The reason is that the eigenstates of position operator forms a complete basis. Thus, if you've listed all the probability amplitudes of a given system to be found in a position eigenstate, i.e., $\psi(x)$ for all $x$ then you've described the state completely. The reason behind this claim is simply that the eigenbasis of any observable can be reached by a unitary transformation from the eigenbasis of some other observable (and vice versa). This ensures that probability amplitudes of finding the given state in different eigenstates of any observable can be constructed from the probability amplitudes of finding the given state in different eigenstates of some other observable (and vice versa).

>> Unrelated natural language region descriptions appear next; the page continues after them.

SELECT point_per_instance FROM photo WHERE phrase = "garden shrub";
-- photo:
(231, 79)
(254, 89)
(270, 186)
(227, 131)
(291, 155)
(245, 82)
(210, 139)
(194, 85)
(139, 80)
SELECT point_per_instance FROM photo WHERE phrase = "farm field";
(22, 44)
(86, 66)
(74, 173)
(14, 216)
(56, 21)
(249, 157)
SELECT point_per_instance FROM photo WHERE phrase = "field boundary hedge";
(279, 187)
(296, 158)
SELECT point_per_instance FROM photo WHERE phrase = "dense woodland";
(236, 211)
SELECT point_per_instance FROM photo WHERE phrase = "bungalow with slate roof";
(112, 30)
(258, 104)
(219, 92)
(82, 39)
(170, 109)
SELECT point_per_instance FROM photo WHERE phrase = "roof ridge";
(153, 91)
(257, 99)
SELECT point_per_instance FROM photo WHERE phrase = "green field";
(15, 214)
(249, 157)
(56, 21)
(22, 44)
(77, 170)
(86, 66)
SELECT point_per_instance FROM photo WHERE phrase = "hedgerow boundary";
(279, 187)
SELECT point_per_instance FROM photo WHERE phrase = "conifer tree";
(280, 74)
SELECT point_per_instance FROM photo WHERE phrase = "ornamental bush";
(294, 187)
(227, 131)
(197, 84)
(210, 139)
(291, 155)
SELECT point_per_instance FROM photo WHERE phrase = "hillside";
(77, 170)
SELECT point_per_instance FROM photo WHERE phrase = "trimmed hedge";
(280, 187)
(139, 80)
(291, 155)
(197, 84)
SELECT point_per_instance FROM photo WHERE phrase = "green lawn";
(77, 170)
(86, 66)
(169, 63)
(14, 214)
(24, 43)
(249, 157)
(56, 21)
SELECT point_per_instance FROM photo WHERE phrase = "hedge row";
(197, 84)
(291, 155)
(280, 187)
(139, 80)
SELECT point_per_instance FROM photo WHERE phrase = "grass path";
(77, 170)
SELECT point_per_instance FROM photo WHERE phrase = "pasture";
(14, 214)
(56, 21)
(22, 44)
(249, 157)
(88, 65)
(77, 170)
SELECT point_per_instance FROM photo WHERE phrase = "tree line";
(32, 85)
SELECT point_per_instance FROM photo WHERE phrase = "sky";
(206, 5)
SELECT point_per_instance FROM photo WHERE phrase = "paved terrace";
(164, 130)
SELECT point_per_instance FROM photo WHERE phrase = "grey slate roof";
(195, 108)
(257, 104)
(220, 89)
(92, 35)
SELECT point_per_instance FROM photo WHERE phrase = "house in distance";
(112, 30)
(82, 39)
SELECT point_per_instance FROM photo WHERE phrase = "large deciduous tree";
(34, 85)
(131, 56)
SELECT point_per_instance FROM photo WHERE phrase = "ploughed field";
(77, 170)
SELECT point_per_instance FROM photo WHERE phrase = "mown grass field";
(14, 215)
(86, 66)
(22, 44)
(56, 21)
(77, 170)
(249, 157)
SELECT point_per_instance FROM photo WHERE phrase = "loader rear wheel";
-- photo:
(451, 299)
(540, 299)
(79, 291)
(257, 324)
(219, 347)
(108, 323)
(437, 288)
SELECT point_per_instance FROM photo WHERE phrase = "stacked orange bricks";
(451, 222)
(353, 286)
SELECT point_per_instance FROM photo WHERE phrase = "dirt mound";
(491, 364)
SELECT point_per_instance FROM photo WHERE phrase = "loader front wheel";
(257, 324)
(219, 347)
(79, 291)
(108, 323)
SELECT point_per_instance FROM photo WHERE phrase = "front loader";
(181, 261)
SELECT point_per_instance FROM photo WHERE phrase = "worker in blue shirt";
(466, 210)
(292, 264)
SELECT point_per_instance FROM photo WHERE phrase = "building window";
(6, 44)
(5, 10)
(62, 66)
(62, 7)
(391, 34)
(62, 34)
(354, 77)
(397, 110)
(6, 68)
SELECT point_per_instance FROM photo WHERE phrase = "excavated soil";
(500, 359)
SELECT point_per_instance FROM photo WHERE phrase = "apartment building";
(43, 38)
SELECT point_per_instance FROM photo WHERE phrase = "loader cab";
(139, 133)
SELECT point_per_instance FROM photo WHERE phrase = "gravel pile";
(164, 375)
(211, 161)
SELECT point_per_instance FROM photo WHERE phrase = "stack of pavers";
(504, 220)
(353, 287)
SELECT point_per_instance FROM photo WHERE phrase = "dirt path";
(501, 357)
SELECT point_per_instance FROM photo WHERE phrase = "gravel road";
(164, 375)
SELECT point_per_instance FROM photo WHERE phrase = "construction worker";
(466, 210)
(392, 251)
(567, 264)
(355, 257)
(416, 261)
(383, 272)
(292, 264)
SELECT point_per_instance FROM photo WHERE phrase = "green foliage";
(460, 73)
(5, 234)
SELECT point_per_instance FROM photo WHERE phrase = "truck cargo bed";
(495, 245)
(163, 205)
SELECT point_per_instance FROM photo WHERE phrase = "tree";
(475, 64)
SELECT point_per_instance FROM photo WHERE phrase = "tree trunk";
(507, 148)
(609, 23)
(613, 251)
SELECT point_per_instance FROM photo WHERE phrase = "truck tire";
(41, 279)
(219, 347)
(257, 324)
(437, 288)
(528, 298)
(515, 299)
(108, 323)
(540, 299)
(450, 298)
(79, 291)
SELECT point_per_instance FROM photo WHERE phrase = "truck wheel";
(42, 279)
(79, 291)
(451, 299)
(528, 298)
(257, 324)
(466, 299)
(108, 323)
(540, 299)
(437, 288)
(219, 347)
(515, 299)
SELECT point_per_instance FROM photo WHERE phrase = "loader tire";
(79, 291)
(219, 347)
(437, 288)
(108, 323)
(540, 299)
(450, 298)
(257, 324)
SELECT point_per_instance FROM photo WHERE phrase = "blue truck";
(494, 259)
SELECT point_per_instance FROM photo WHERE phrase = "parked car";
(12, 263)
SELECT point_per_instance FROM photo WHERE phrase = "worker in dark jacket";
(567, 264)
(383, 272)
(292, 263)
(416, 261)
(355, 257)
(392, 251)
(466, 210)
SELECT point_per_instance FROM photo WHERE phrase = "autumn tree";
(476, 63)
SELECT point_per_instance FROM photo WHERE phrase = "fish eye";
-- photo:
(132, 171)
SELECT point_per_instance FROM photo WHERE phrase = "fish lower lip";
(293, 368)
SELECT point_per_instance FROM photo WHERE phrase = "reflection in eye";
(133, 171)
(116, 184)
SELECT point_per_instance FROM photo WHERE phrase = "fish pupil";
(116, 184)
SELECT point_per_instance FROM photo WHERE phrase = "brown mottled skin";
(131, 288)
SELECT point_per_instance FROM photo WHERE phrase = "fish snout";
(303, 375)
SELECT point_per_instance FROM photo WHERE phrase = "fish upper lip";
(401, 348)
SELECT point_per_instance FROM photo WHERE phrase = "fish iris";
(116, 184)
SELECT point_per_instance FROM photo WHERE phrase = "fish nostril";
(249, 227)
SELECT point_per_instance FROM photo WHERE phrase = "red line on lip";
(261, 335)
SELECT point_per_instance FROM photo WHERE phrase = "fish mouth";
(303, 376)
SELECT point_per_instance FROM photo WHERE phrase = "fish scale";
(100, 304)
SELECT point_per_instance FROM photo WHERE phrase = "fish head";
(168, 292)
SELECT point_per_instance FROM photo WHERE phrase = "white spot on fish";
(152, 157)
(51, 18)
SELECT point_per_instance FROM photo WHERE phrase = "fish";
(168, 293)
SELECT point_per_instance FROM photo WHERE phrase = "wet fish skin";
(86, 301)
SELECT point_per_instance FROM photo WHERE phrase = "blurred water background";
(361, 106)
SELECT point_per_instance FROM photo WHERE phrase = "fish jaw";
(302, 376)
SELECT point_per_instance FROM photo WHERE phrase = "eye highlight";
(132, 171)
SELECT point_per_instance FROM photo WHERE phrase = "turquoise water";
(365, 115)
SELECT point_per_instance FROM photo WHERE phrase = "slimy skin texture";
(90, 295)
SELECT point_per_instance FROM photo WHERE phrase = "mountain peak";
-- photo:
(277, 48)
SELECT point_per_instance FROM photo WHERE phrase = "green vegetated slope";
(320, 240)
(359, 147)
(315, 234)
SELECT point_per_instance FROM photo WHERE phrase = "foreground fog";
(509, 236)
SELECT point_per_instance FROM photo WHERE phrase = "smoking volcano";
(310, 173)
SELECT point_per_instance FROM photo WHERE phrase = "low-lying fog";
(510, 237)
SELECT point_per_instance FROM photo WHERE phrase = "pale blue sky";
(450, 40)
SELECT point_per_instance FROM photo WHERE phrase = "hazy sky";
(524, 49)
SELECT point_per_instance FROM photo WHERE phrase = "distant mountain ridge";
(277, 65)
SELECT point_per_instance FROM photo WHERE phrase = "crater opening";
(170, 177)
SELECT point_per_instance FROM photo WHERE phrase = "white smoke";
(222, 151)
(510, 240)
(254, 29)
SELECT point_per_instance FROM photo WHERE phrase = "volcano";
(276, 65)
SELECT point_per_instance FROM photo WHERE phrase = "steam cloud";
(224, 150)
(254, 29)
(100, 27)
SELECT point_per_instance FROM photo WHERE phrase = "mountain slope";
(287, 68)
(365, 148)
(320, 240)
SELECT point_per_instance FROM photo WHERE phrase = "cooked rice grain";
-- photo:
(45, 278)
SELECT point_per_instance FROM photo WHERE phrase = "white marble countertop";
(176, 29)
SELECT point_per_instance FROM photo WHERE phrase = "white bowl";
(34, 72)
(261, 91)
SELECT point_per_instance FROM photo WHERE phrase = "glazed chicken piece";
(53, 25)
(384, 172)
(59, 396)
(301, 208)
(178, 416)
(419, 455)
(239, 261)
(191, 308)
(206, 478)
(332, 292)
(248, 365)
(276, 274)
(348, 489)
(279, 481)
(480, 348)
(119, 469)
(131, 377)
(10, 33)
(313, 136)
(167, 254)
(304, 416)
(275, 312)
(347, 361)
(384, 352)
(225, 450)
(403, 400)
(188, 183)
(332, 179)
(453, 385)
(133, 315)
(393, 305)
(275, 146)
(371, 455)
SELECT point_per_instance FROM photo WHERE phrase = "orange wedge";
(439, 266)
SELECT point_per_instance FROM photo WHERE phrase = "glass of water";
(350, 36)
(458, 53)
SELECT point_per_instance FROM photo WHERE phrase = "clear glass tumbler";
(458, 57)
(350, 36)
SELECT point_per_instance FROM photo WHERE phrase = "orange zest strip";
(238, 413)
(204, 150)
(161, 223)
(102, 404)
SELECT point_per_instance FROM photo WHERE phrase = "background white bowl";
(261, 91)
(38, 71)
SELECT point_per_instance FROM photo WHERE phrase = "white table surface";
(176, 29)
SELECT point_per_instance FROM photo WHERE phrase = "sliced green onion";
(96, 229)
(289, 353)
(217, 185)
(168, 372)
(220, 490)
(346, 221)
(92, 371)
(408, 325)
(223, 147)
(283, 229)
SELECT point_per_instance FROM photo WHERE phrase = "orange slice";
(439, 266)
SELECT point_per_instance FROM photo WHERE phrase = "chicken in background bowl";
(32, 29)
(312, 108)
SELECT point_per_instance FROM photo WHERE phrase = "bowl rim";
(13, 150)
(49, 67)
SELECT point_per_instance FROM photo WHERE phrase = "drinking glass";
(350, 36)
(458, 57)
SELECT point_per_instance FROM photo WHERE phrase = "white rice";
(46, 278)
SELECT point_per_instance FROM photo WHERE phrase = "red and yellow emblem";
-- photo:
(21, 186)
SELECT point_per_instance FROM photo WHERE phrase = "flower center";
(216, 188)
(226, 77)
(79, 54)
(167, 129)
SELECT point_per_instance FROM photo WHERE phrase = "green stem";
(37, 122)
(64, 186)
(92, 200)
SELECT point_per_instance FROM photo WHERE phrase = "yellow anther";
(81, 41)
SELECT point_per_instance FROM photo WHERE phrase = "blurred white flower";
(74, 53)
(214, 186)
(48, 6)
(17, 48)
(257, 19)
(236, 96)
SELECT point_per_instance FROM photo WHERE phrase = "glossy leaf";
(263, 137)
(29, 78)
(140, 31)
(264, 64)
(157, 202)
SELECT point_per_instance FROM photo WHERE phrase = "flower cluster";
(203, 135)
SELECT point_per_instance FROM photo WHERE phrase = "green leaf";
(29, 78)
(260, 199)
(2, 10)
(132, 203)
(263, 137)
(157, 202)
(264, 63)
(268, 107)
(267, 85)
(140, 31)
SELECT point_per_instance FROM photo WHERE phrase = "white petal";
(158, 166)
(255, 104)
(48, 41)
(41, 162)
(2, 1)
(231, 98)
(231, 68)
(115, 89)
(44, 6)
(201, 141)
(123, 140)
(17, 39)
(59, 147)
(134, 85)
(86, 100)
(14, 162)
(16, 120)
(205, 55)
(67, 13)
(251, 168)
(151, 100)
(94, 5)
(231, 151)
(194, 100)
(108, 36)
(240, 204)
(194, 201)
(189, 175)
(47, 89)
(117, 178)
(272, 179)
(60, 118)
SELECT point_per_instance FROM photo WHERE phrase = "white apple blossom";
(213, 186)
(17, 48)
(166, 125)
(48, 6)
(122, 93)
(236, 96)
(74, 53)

This is the reason you can describe any state as an expansion in position basis with coefficients being the corresponding probability amplitudes. In particular, you can express any state as a list of probability amplitudes $\psi(E)$ of finding the system represented by $\psi$ in energy $E$ upon measuring its energy. This is no more strange or different than expressing any state as $\psi(x)$ which is nothing but the list of probabilities of finding the system represented by $\psi$ in a position $x$ upon measuring its position.

Answer 2

The two are disconnected. If you know you are preparing a state $\psi(x)=\alpha\psi_1(x)+\beta\psi_2(x)$, you know this presumably because you know that $E_1$ and $E_2$ are the only possible outcomes of energy, and you have managed to establish $\alpha$ and $\beta$ possibly through some additional measurements. That’s what your preparation tells you. This is prior information needed to construct your state. Moreover, the energy eigenstates have additional information beyond the energy: you can certainly compute $\langle x\rangle$ or $\langle x^2\rangle$ using those states.

Knowing this, you can then compute transition rates, average values etc of whatever observables are in your model using $\psi(x)$. The observables you measure are not constrained by the state that you prepared.